United Spirits Ltd gained 0.6 percent after touching an all-time high of 2,739.35 rupees, while Dabur India Ltd rose 4.2 percent after earlier hitting its record-high at 167.90 rupees.
Nestle India Ltd also rose to a record high of 5,787 rupees, before ending 1 percent higher.
Tata Consultancy Services Ltd rose 1.8 percent, rising 11.5 percent in six consecutive sessions of gains ahead of its April-June earnings on Thursday.
Reliance Industries Ltd also rose 1.6 percent, rising for a fifth day ahead of its June quarter earnings on Friday.
However, Reliance may miss operating profit consensus forecast for April-June when it reports results on Friday, according to Thomson Reuters StarMine data.

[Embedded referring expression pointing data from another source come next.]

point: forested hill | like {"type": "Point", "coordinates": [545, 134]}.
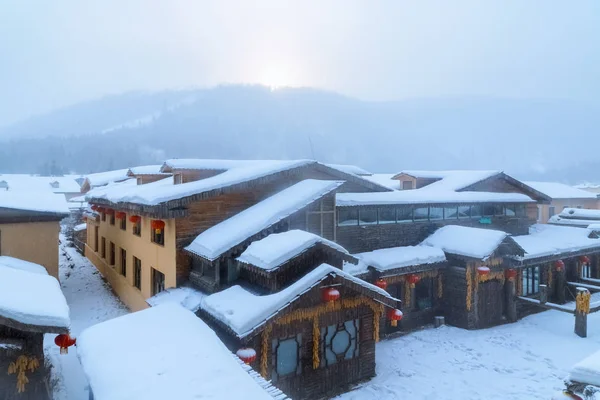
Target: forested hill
{"type": "Point", "coordinates": [530, 138]}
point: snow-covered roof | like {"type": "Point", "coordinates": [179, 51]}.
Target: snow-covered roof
{"type": "Point", "coordinates": [587, 371]}
{"type": "Point", "coordinates": [548, 240]}
{"type": "Point", "coordinates": [163, 352]}
{"type": "Point", "coordinates": [276, 249]}
{"type": "Point", "coordinates": [22, 265]}
{"type": "Point", "coordinates": [185, 296]}
{"type": "Point", "coordinates": [557, 190]}
{"type": "Point", "coordinates": [422, 196]}
{"type": "Point", "coordinates": [350, 169]}
{"type": "Point", "coordinates": [41, 202]}
{"type": "Point", "coordinates": [32, 300]}
{"type": "Point", "coordinates": [243, 311]}
{"type": "Point", "coordinates": [398, 257]}
{"type": "Point", "coordinates": [213, 242]}
{"type": "Point", "coordinates": [466, 241]}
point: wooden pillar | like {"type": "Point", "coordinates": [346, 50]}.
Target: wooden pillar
{"type": "Point", "coordinates": [510, 289]}
{"type": "Point", "coordinates": [582, 308]}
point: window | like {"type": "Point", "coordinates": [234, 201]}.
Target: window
{"type": "Point", "coordinates": [286, 357]}
{"type": "Point", "coordinates": [451, 212]}
{"type": "Point", "coordinates": [367, 216]}
{"type": "Point", "coordinates": [387, 215]}
{"type": "Point", "coordinates": [404, 214]}
{"type": "Point", "coordinates": [423, 294]}
{"type": "Point", "coordinates": [531, 280]}
{"type": "Point", "coordinates": [112, 254]}
{"type": "Point", "coordinates": [340, 342]}
{"type": "Point", "coordinates": [436, 213]}
{"type": "Point", "coordinates": [464, 211]}
{"type": "Point", "coordinates": [137, 272]}
{"type": "Point", "coordinates": [158, 281]}
{"type": "Point", "coordinates": [347, 216]}
{"type": "Point", "coordinates": [421, 213]}
{"type": "Point", "coordinates": [123, 262]}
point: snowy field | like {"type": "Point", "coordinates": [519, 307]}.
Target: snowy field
{"type": "Point", "coordinates": [525, 360]}
{"type": "Point", "coordinates": [91, 301]}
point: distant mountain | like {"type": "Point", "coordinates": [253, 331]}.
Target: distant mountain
{"type": "Point", "coordinates": [532, 139]}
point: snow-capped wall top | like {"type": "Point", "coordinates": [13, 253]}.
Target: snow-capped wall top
{"type": "Point", "coordinates": [128, 358]}
{"type": "Point", "coordinates": [398, 257]}
{"type": "Point", "coordinates": [557, 190]}
{"type": "Point", "coordinates": [46, 311]}
{"type": "Point", "coordinates": [213, 242]}
{"type": "Point", "coordinates": [276, 249]}
{"type": "Point", "coordinates": [465, 241]}
{"type": "Point", "coordinates": [38, 202]}
{"type": "Point", "coordinates": [243, 311]}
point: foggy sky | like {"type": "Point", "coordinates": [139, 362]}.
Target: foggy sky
{"type": "Point", "coordinates": [58, 52]}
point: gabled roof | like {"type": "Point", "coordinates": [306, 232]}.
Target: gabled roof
{"type": "Point", "coordinates": [132, 357]}
{"type": "Point", "coordinates": [243, 312]}
{"type": "Point", "coordinates": [278, 248]}
{"type": "Point", "coordinates": [468, 242]}
{"type": "Point", "coordinates": [220, 238]}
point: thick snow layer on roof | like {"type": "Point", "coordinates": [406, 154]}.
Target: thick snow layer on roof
{"type": "Point", "coordinates": [103, 178]}
{"type": "Point", "coordinates": [156, 193]}
{"type": "Point", "coordinates": [398, 257]}
{"type": "Point", "coordinates": [548, 240]}
{"type": "Point", "coordinates": [557, 190]}
{"type": "Point", "coordinates": [587, 370]}
{"type": "Point", "coordinates": [243, 311]}
{"type": "Point", "coordinates": [465, 241]}
{"type": "Point", "coordinates": [350, 169]}
{"type": "Point", "coordinates": [37, 183]}
{"type": "Point", "coordinates": [216, 240]}
{"type": "Point", "coordinates": [422, 196]}
{"type": "Point", "coordinates": [164, 352]}
{"type": "Point", "coordinates": [34, 201]}
{"type": "Point", "coordinates": [22, 265]}
{"type": "Point", "coordinates": [187, 297]}
{"type": "Point", "coordinates": [274, 250]}
{"type": "Point", "coordinates": [32, 298]}
{"type": "Point", "coordinates": [384, 180]}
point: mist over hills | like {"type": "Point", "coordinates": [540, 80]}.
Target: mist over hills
{"type": "Point", "coordinates": [532, 139]}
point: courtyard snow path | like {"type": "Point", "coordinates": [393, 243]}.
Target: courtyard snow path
{"type": "Point", "coordinates": [526, 360]}
{"type": "Point", "coordinates": [91, 301]}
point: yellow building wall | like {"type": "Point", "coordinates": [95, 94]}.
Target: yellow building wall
{"type": "Point", "coordinates": [152, 255]}
{"type": "Point", "coordinates": [35, 242]}
{"type": "Point", "coordinates": [560, 204]}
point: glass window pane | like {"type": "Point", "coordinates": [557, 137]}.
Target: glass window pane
{"type": "Point", "coordinates": [404, 214]}
{"type": "Point", "coordinates": [367, 216]}
{"type": "Point", "coordinates": [436, 213]}
{"type": "Point", "coordinates": [347, 216]}
{"type": "Point", "coordinates": [387, 215]}
{"type": "Point", "coordinates": [421, 213]}
{"type": "Point", "coordinates": [451, 213]}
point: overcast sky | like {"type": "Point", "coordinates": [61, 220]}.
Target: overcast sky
{"type": "Point", "coordinates": [58, 52]}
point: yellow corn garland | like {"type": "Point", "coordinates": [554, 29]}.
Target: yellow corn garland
{"type": "Point", "coordinates": [582, 302]}
{"type": "Point", "coordinates": [20, 366]}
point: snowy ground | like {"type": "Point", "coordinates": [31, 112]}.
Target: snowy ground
{"type": "Point", "coordinates": [91, 301]}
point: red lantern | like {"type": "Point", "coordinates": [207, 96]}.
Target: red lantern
{"type": "Point", "coordinates": [64, 341]}
{"type": "Point", "coordinates": [330, 295]}
{"type": "Point", "coordinates": [510, 273]}
{"type": "Point", "coordinates": [395, 315]}
{"type": "Point", "coordinates": [380, 283]}
{"type": "Point", "coordinates": [247, 355]}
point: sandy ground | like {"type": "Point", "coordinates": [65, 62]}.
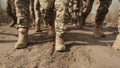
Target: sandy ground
{"type": "Point", "coordinates": [83, 50]}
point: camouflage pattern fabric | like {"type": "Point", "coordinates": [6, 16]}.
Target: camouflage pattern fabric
{"type": "Point", "coordinates": [102, 11]}
{"type": "Point", "coordinates": [22, 13]}
{"type": "Point", "coordinates": [10, 9]}
{"type": "Point", "coordinates": [32, 13]}
{"type": "Point", "coordinates": [119, 19]}
{"type": "Point", "coordinates": [51, 9]}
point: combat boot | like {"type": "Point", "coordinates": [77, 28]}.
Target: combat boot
{"type": "Point", "coordinates": [22, 38]}
{"type": "Point", "coordinates": [51, 31]}
{"type": "Point", "coordinates": [116, 44]}
{"type": "Point", "coordinates": [59, 44]}
{"type": "Point", "coordinates": [98, 31]}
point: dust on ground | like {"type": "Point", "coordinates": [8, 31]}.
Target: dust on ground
{"type": "Point", "coordinates": [83, 50]}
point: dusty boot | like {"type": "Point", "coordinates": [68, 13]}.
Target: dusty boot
{"type": "Point", "coordinates": [22, 38]}
{"type": "Point", "coordinates": [38, 28]}
{"type": "Point", "coordinates": [12, 24]}
{"type": "Point", "coordinates": [51, 31]}
{"type": "Point", "coordinates": [59, 45]}
{"type": "Point", "coordinates": [116, 44]}
{"type": "Point", "coordinates": [98, 31]}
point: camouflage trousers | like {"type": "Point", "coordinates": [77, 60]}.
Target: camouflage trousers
{"type": "Point", "coordinates": [119, 20]}
{"type": "Point", "coordinates": [102, 11]}
{"type": "Point", "coordinates": [10, 9]}
{"type": "Point", "coordinates": [32, 13]}
{"type": "Point", "coordinates": [22, 13]}
{"type": "Point", "coordinates": [53, 11]}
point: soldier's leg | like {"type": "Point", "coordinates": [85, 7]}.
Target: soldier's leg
{"type": "Point", "coordinates": [37, 15]}
{"type": "Point", "coordinates": [48, 13]}
{"type": "Point", "coordinates": [86, 12]}
{"type": "Point", "coordinates": [116, 44]}
{"type": "Point", "coordinates": [62, 17]}
{"type": "Point", "coordinates": [8, 8]}
{"type": "Point", "coordinates": [32, 13]}
{"type": "Point", "coordinates": [14, 22]}
{"type": "Point", "coordinates": [23, 14]}
{"type": "Point", "coordinates": [101, 13]}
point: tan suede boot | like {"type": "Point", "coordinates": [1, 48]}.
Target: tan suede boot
{"type": "Point", "coordinates": [59, 44]}
{"type": "Point", "coordinates": [22, 38]}
{"type": "Point", "coordinates": [98, 31]}
{"type": "Point", "coordinates": [116, 44]}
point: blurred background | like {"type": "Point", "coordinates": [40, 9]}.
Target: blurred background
{"type": "Point", "coordinates": [112, 16]}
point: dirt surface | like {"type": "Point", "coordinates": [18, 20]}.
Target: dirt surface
{"type": "Point", "coordinates": [83, 50]}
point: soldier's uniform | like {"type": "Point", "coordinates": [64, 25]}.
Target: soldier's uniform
{"type": "Point", "coordinates": [10, 9]}
{"type": "Point", "coordinates": [85, 11]}
{"type": "Point", "coordinates": [101, 13]}
{"type": "Point", "coordinates": [32, 13]}
{"type": "Point", "coordinates": [47, 8]}
{"type": "Point", "coordinates": [116, 44]}
{"type": "Point", "coordinates": [74, 8]}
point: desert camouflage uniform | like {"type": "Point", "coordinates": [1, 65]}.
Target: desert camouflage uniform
{"type": "Point", "coordinates": [74, 8]}
{"type": "Point", "coordinates": [22, 13]}
{"type": "Point", "coordinates": [116, 44]}
{"type": "Point", "coordinates": [32, 13]}
{"type": "Point", "coordinates": [50, 8]}
{"type": "Point", "coordinates": [10, 9]}
{"type": "Point", "coordinates": [85, 11]}
{"type": "Point", "coordinates": [102, 11]}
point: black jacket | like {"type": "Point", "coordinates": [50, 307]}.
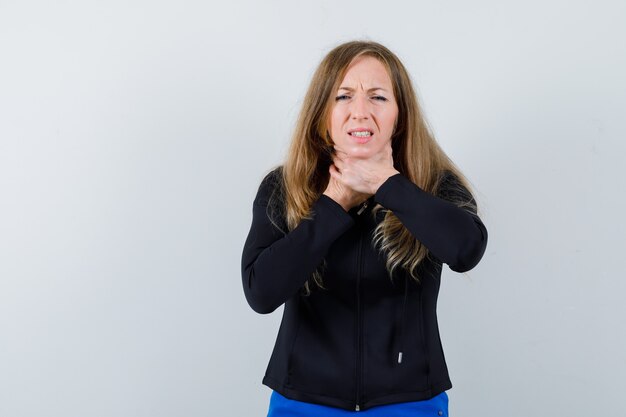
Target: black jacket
{"type": "Point", "coordinates": [364, 341]}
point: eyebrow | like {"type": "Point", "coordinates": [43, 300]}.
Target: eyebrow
{"type": "Point", "coordinates": [371, 89]}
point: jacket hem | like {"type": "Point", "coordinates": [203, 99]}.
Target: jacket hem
{"type": "Point", "coordinates": [309, 397]}
{"type": "Point", "coordinates": [392, 398]}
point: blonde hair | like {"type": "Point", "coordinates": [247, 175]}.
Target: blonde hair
{"type": "Point", "coordinates": [304, 175]}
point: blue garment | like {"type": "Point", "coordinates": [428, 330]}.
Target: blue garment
{"type": "Point", "coordinates": [281, 406]}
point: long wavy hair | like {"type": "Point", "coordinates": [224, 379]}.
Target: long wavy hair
{"type": "Point", "coordinates": [304, 174]}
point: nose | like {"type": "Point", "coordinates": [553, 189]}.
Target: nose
{"type": "Point", "coordinates": [360, 107]}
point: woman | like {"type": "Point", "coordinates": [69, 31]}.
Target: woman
{"type": "Point", "coordinates": [351, 233]}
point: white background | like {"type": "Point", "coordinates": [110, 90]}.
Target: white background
{"type": "Point", "coordinates": [133, 137]}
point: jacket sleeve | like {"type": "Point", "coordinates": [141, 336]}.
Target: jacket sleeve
{"type": "Point", "coordinates": [455, 235]}
{"type": "Point", "coordinates": [274, 265]}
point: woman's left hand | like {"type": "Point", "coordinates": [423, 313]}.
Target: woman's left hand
{"type": "Point", "coordinates": [365, 175]}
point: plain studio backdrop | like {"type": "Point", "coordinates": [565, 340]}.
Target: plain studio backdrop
{"type": "Point", "coordinates": [133, 138]}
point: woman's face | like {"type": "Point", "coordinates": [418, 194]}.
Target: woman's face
{"type": "Point", "coordinates": [364, 100]}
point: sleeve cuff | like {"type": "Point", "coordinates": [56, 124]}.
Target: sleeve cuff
{"type": "Point", "coordinates": [389, 184]}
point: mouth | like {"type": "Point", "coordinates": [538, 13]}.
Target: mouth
{"type": "Point", "coordinates": [361, 135]}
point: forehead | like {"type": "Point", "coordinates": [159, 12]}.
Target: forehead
{"type": "Point", "coordinates": [366, 71]}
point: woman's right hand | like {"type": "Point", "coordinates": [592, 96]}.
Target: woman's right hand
{"type": "Point", "coordinates": [341, 193]}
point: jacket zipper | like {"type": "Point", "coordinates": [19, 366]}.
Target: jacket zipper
{"type": "Point", "coordinates": [358, 315]}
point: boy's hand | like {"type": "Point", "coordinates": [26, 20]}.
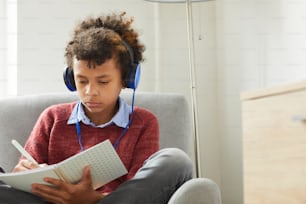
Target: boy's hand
{"type": "Point", "coordinates": [67, 193]}
{"type": "Point", "coordinates": [25, 164]}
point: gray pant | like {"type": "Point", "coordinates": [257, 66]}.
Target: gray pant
{"type": "Point", "coordinates": [154, 183]}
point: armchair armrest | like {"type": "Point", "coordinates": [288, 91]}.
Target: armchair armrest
{"type": "Point", "coordinates": [197, 191]}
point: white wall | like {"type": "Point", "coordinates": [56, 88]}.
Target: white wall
{"type": "Point", "coordinates": [259, 44]}
{"type": "Point", "coordinates": [3, 48]}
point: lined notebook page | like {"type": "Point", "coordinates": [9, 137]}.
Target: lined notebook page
{"type": "Point", "coordinates": [103, 160]}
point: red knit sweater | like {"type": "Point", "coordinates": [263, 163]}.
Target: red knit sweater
{"type": "Point", "coordinates": [52, 140]}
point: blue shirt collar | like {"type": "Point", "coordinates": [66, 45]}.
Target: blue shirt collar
{"type": "Point", "coordinates": [121, 118]}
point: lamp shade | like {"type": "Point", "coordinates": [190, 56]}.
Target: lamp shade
{"type": "Point", "coordinates": [176, 1]}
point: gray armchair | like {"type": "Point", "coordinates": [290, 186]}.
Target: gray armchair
{"type": "Point", "coordinates": [18, 115]}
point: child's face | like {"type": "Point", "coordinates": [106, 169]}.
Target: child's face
{"type": "Point", "coordinates": [98, 88]}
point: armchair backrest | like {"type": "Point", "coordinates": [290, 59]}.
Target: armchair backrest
{"type": "Point", "coordinates": [19, 114]}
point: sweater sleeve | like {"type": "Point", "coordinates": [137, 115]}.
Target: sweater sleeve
{"type": "Point", "coordinates": [37, 143]}
{"type": "Point", "coordinates": [147, 143]}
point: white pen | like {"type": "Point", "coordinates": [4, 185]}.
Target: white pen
{"type": "Point", "coordinates": [24, 152]}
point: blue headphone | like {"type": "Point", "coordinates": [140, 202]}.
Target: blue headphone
{"type": "Point", "coordinates": [131, 81]}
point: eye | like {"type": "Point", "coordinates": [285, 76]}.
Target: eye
{"type": "Point", "coordinates": [82, 81]}
{"type": "Point", "coordinates": [103, 82]}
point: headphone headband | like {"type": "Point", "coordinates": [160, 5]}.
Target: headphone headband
{"type": "Point", "coordinates": [131, 81]}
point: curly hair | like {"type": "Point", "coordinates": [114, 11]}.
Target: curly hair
{"type": "Point", "coordinates": [99, 39]}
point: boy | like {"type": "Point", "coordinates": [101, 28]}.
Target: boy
{"type": "Point", "coordinates": [103, 58]}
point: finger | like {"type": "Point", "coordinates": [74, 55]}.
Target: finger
{"type": "Point", "coordinates": [86, 178]}
{"type": "Point", "coordinates": [50, 194]}
{"type": "Point", "coordinates": [24, 165]}
{"type": "Point", "coordinates": [28, 164]}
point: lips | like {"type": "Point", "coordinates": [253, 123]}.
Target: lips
{"type": "Point", "coordinates": [93, 104]}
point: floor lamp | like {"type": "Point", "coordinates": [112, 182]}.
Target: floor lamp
{"type": "Point", "coordinates": [191, 48]}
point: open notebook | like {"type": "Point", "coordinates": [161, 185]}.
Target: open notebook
{"type": "Point", "coordinates": [104, 162]}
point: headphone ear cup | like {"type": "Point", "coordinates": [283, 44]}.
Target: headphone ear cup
{"type": "Point", "coordinates": [69, 79]}
{"type": "Point", "coordinates": [134, 77]}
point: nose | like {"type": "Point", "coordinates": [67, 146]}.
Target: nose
{"type": "Point", "coordinates": [92, 89]}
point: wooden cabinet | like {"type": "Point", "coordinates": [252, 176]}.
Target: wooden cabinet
{"type": "Point", "coordinates": [274, 145]}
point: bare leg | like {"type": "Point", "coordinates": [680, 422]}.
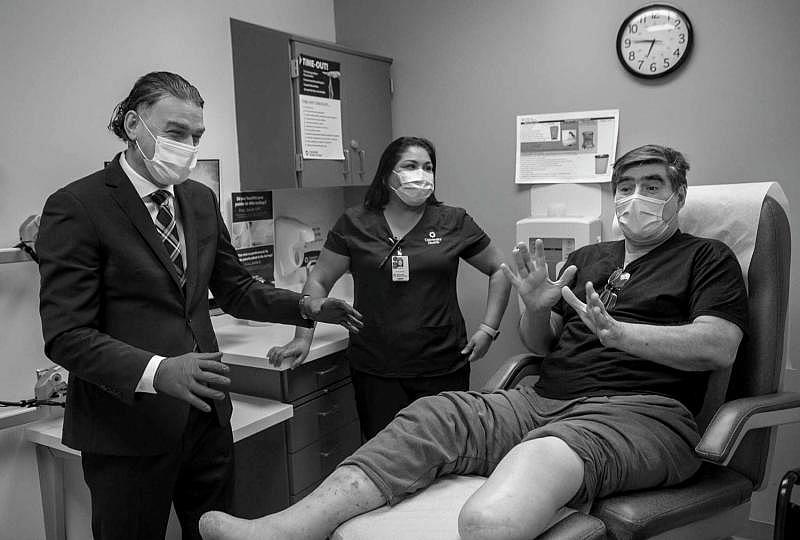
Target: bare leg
{"type": "Point", "coordinates": [521, 497]}
{"type": "Point", "coordinates": [346, 493]}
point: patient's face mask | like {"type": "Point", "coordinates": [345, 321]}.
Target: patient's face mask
{"type": "Point", "coordinates": [645, 220]}
{"type": "Point", "coordinates": [415, 186]}
{"type": "Point", "coordinates": [172, 161]}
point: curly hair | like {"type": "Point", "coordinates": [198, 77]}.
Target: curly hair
{"type": "Point", "coordinates": [149, 89]}
{"type": "Point", "coordinates": [673, 160]}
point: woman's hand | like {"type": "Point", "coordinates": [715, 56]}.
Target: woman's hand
{"type": "Point", "coordinates": [335, 311]}
{"type": "Point", "coordinates": [477, 346]}
{"type": "Point", "coordinates": [293, 352]}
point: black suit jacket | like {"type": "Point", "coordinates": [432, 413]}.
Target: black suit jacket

Among decliners, mobile operators such as Idea Cellular Ltd fell on profit-taking even after India approved raising the foreign investment limit in the sector to 100 percent from the current 74 percent.
Idea ended 4.5 percent lower after earlier making a record high of 163.55 rupees while Reliance Communications Ltd fell 2.1 percent.
Lenders such as Yes Bank Ltd and other financial firms fell for a second day after the Reserve Bank of India raised short-term interest rates to curb the rupee's slide.
Financial companies dependent on short-term wholesale funding will be the most affected by RBI's measures to curb liquidity, analysts said.
Yes Bank fell 5.3 percent after dropping 9.9 percent on Tuesday, while IndusInd Bank Ltd ended 2.7 percent lower.
HDFC Bank fell 2.3 percent after its asset quality, worsened slightly, with net non-performing loans as a percentage of total assets at 0.3 percent compared with 0.2 percent a year earlier.